No modifications have been made to this image.
Histopathological examination and immunohistochemical findings suggested a malignant melanoma. A complete physical examination did not reveal it at sites other than the breast. Hence this patient could be considered a P.M.M.B. with skeletal metastasis. The patient was not willing for further treatment. Three months later, the patient died, possibly due to metastases.
Malignant melanomas arising from the breast are categorized into three types: (1) P.M.M.B. arising from the breast parenchyma, (2) Arising from the breast skin, and (3) Secondary deposits of primary melanomas of other skin sites.

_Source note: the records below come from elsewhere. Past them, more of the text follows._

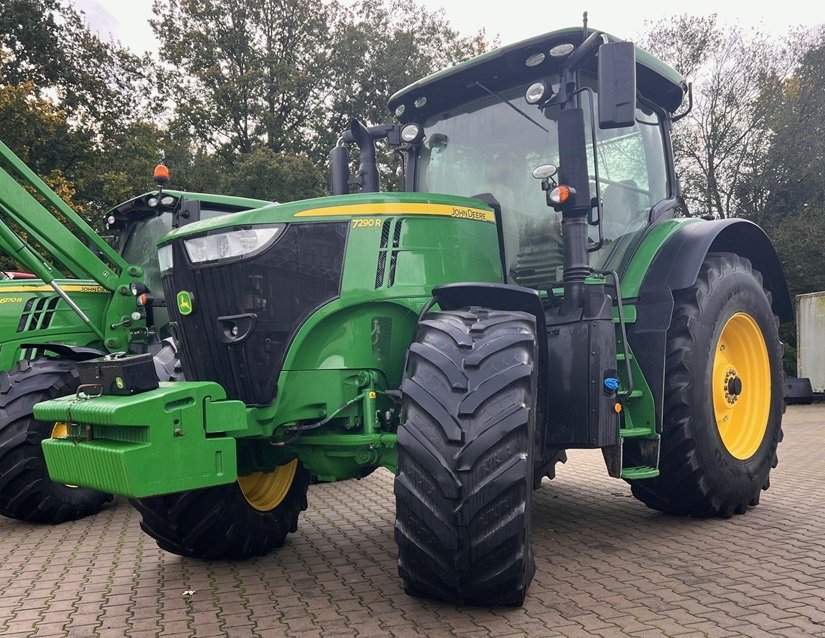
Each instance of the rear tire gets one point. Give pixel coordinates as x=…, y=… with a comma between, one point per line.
x=463, y=498
x=26, y=491
x=221, y=522
x=723, y=395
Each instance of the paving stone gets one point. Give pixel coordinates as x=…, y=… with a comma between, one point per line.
x=605, y=566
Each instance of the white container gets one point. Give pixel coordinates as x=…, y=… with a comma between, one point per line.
x=810, y=338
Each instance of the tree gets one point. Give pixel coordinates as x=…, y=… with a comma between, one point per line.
x=47, y=45
x=789, y=192
x=725, y=138
x=246, y=72
x=265, y=174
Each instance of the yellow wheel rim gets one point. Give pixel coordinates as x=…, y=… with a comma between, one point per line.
x=265, y=490
x=741, y=386
x=60, y=430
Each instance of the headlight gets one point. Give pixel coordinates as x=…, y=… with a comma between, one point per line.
x=231, y=244
x=165, y=258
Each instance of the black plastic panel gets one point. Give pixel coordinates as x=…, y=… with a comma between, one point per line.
x=245, y=312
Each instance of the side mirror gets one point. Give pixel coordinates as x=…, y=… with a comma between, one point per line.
x=617, y=85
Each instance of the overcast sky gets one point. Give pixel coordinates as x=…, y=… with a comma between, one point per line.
x=514, y=20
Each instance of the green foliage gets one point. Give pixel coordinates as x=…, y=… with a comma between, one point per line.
x=246, y=73
x=265, y=174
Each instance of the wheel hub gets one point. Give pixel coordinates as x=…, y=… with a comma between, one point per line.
x=733, y=386
x=265, y=490
x=741, y=386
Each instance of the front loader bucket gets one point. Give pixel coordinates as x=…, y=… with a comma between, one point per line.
x=146, y=444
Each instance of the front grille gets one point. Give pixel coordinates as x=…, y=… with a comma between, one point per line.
x=245, y=312
x=38, y=313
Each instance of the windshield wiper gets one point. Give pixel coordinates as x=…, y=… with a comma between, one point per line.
x=511, y=105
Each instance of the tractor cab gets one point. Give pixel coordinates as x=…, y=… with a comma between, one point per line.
x=501, y=126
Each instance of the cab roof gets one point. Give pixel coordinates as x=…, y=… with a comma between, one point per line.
x=505, y=66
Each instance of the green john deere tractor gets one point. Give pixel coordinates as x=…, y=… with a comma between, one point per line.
x=536, y=286
x=88, y=299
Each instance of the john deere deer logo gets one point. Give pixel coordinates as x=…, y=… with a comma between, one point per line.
x=184, y=303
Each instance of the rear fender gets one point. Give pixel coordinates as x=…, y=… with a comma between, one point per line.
x=676, y=267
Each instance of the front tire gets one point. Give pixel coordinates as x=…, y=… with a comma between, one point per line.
x=463, y=498
x=723, y=395
x=250, y=517
x=26, y=491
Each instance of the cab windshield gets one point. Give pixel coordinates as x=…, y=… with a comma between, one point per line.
x=488, y=146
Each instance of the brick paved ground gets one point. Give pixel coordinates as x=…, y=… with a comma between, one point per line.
x=607, y=566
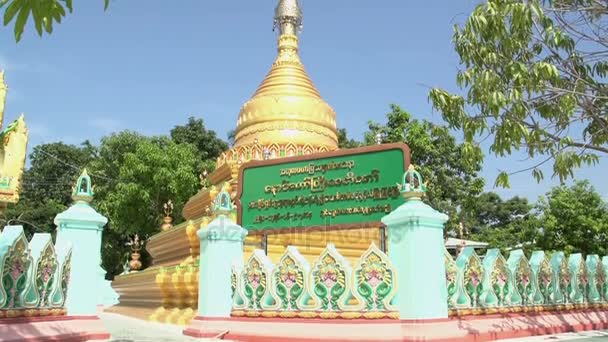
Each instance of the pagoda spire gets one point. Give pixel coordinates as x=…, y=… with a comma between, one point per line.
x=288, y=17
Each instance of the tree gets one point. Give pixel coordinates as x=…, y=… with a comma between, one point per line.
x=136, y=175
x=574, y=219
x=344, y=141
x=451, y=172
x=501, y=223
x=44, y=13
x=535, y=79
x=206, y=142
x=47, y=185
x=489, y=210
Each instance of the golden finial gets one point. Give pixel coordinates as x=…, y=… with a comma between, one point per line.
x=288, y=17
x=83, y=190
x=203, y=179
x=136, y=245
x=287, y=108
x=412, y=186
x=167, y=220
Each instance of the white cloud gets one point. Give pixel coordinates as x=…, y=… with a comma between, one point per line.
x=107, y=125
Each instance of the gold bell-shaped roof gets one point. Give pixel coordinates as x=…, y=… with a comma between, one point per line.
x=287, y=109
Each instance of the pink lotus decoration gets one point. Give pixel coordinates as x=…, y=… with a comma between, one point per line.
x=46, y=274
x=502, y=279
x=474, y=278
x=289, y=279
x=374, y=278
x=329, y=279
x=17, y=269
x=254, y=279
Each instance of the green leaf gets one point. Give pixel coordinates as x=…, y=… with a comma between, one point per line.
x=37, y=20
x=48, y=25
x=12, y=10
x=68, y=4
x=502, y=180
x=24, y=13
x=538, y=175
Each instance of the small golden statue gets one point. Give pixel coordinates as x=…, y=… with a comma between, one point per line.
x=13, y=149
x=203, y=179
x=168, y=219
x=136, y=245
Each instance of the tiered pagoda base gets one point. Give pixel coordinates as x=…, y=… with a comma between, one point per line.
x=53, y=328
x=465, y=329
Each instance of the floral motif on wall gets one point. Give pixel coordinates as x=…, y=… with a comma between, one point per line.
x=499, y=279
x=14, y=275
x=472, y=280
x=451, y=275
x=329, y=281
x=289, y=283
x=47, y=265
x=375, y=279
x=255, y=283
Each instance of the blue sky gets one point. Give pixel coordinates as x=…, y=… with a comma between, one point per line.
x=147, y=65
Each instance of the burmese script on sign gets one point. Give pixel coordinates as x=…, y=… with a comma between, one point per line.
x=316, y=186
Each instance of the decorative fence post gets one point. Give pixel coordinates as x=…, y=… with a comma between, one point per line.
x=416, y=249
x=221, y=248
x=82, y=226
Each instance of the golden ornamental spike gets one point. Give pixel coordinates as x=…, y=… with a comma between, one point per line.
x=13, y=142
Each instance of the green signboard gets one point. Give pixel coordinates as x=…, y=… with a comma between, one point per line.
x=339, y=189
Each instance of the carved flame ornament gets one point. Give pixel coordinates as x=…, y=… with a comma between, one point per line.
x=12, y=152
x=286, y=115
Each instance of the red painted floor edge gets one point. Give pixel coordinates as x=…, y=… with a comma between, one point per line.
x=37, y=319
x=80, y=337
x=472, y=336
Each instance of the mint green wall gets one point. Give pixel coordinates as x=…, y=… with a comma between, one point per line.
x=416, y=249
x=221, y=247
x=83, y=227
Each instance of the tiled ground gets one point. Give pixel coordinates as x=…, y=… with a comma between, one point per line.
x=586, y=336
x=127, y=329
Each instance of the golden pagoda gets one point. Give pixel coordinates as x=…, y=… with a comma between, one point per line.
x=12, y=152
x=286, y=116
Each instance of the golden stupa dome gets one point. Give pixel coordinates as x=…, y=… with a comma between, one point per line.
x=287, y=109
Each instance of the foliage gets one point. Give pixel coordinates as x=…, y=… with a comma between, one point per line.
x=47, y=185
x=501, y=223
x=491, y=211
x=574, y=219
x=535, y=79
x=208, y=145
x=452, y=173
x=139, y=175
x=44, y=14
x=344, y=141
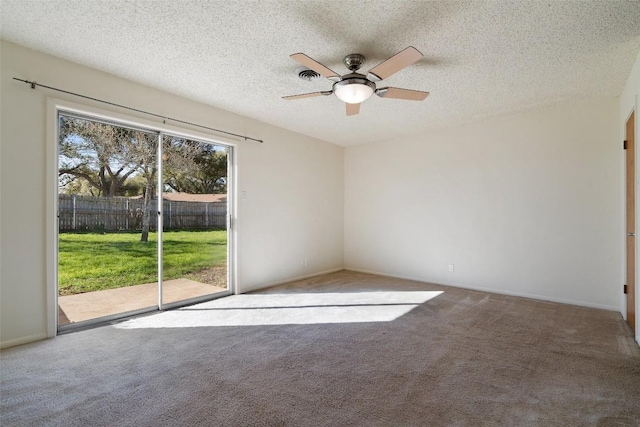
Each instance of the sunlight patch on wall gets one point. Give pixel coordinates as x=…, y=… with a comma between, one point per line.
x=288, y=309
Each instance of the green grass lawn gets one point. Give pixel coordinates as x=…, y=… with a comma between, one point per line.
x=91, y=262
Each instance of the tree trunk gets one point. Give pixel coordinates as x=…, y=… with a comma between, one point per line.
x=146, y=218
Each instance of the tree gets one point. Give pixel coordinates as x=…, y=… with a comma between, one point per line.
x=106, y=156
x=108, y=160
x=194, y=167
x=103, y=155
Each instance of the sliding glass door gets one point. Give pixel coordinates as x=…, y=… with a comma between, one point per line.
x=142, y=220
x=195, y=183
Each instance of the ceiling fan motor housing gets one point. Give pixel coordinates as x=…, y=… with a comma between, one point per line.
x=354, y=61
x=354, y=88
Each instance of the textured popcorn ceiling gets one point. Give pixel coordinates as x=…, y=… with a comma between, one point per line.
x=481, y=58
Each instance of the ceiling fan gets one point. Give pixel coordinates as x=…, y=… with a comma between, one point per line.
x=354, y=88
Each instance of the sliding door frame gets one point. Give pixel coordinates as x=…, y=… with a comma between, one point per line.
x=58, y=106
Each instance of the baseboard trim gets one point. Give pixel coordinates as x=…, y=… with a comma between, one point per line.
x=293, y=279
x=492, y=290
x=22, y=340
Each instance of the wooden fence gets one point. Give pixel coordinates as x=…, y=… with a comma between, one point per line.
x=78, y=213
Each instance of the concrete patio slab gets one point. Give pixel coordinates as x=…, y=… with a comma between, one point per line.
x=92, y=305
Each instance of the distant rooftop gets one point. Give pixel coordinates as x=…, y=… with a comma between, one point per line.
x=186, y=197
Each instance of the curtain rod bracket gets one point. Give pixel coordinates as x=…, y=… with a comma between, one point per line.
x=164, y=119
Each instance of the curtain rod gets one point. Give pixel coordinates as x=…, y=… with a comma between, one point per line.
x=34, y=84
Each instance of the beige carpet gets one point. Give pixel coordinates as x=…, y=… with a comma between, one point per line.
x=366, y=351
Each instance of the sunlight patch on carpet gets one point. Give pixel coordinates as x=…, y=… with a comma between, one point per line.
x=288, y=309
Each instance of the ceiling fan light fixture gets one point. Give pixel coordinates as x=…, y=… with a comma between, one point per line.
x=354, y=90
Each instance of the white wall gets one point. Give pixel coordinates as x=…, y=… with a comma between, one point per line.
x=294, y=186
x=525, y=204
x=629, y=102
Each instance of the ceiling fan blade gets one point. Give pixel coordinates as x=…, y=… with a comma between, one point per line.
x=308, y=95
x=352, y=109
x=394, y=64
x=315, y=66
x=398, y=93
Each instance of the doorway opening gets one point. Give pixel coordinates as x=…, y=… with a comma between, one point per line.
x=630, y=286
x=143, y=220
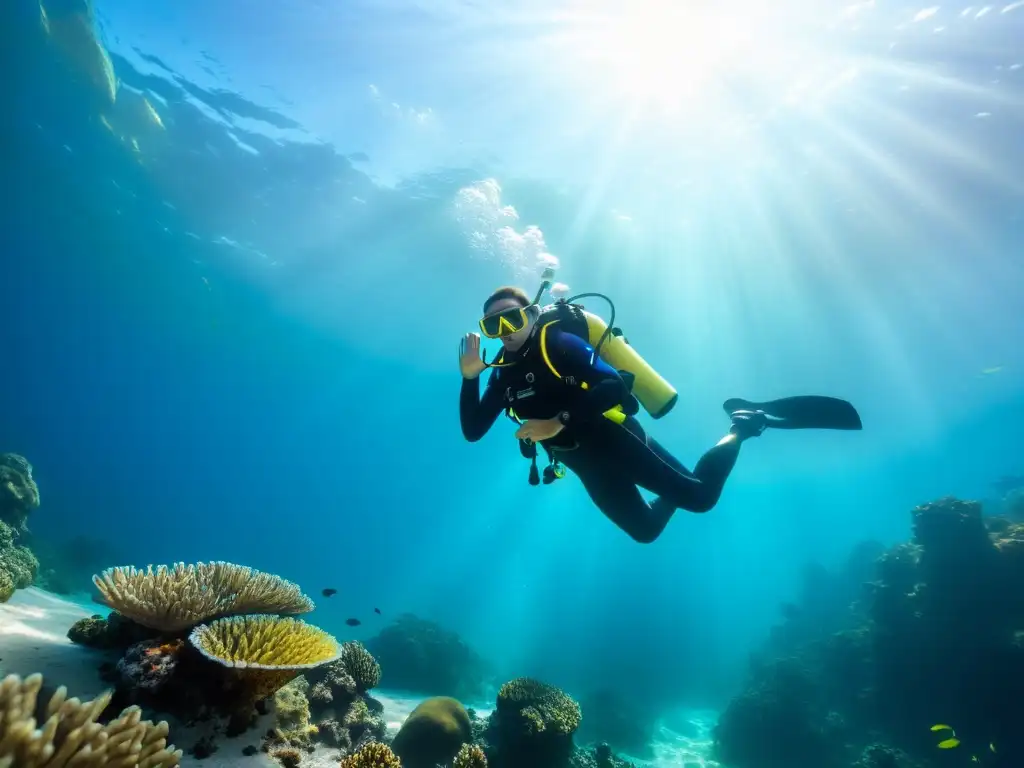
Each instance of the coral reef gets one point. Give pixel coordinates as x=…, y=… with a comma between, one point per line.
x=470, y=756
x=176, y=598
x=532, y=724
x=291, y=714
x=223, y=669
x=18, y=493
x=344, y=715
x=114, y=632
x=433, y=733
x=360, y=666
x=71, y=733
x=17, y=564
x=934, y=636
x=372, y=756
x=420, y=655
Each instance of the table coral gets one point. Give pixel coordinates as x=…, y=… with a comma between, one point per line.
x=176, y=598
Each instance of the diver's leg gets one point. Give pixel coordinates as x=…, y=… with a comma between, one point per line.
x=649, y=465
x=616, y=496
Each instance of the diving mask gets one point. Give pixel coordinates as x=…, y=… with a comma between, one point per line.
x=509, y=321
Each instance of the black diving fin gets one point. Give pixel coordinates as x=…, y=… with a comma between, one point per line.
x=802, y=412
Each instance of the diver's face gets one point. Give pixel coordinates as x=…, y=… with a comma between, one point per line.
x=516, y=340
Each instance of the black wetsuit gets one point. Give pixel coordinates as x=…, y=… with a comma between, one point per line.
x=610, y=459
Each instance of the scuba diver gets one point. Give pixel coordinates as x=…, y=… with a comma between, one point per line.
x=574, y=386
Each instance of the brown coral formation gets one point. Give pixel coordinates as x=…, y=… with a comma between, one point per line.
x=433, y=733
x=71, y=733
x=18, y=493
x=17, y=565
x=937, y=630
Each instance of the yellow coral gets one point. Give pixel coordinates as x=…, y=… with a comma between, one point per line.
x=71, y=734
x=171, y=599
x=264, y=642
x=267, y=650
x=373, y=755
x=470, y=756
x=541, y=707
x=360, y=665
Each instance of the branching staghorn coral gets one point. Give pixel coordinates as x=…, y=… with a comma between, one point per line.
x=360, y=665
x=268, y=651
x=71, y=734
x=176, y=598
x=373, y=755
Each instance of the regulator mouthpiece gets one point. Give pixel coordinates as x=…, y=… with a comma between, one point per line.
x=547, y=279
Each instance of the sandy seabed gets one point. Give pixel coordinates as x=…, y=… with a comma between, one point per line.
x=34, y=638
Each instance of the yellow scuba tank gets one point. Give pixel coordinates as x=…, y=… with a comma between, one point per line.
x=655, y=394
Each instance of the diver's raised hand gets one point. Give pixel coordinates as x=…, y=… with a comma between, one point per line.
x=469, y=356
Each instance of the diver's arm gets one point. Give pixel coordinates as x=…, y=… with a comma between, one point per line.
x=605, y=387
x=477, y=415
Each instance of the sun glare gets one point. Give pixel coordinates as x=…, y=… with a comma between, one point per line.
x=672, y=56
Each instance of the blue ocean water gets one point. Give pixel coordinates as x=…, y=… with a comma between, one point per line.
x=231, y=296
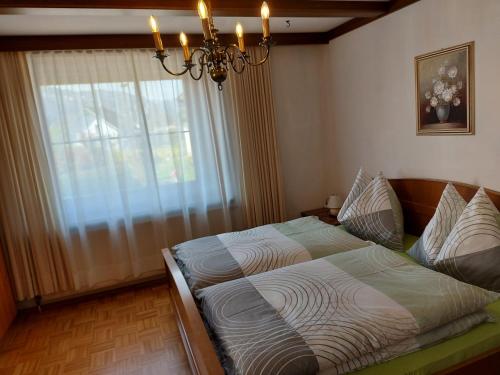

P.M.M.B. affecting the breast skin or parenchyma is not common worldwide, but the third type is variable in incidence.1 We here report one case of P.M.M.B. with skin involvement in the form of nipple and skin retraction.
Koh J et al.1 presented two cases of P.M.M.B.; one arose from the breast tissue and the second from the breast skin. Both had extensive distant metastasis with poor survival, similar to the present case. He Y et al.,2 in his research, a young lady was presented with a malignant melanoma of the breast. She was also associated with extensive metastasis. Unfortunately, she refused further treatment and died after two and half months of Diagnosis, similar to the present case. Sagrario Galiano et al.3 presented a 72-year old woman with malignant melanoma of the left nipple and areola. The diagnosis was obtained by excisional biopsy. The histopathologic examination suggested that malignant melanoma was not associated with distant metastasis. She underwent a successful excision as the skin’s invasion depth was about 1 mm. A PET scan of the whole body was ruled out distant metastasis. Negative margins were obtained after surgery. The patient underwent an axillary sentinel biopsy with negative results. The prognosis was excellent, not similar to the present case. Dorothee Drueppel et al.4 reported a middle-aged woman with giant melanoma of the breast that is more than 10 cm in diameter. She underwent successful removal by surgery. Similar to the present case, Singh J et al.5 presented a case of P.M.M.B. and underwent a decision of a right breast lumpectomy; the histopathological examination was suggestive of malignant melanoma. She underwent further treatment in the form of monoclonal antibodies and chemotherapy. Even after these therapies, the prognosis was not good.
The strength of this report lies in its ability to provide detailed and nuanced insights into the topic at hand as it is a rare case report. The information presented is clear, concise, and easy to understand, making it an invaluable resource for anyone looking to learn more about this subject. The patient was not willing to undergo the treatment and subsequently died. Providing more context around the patient’s decision not to pursue treatment could help readers to understand the limitations of the case report. Mentioning any potential ethical considerations or personal factors that may have influenced the patient’s decision could provide valuable insight into the complexities of cancer treatment.
P.M.M.B. of the breast is a rare disease with a bad prognosis. Its diagnosis needs careful physical examination, histopathology, immunohistochemistry, and imaging like a P.E.T. scan. Early Diagnosis and proper surgical intervention with adjuvant therapy are the denominators to improve survival in this dreaded disease.
Written informed consent for publication of their clinical details and clinical images was obtained from the patient.
All data underlying the results are available as part of the article and no additional source data are required.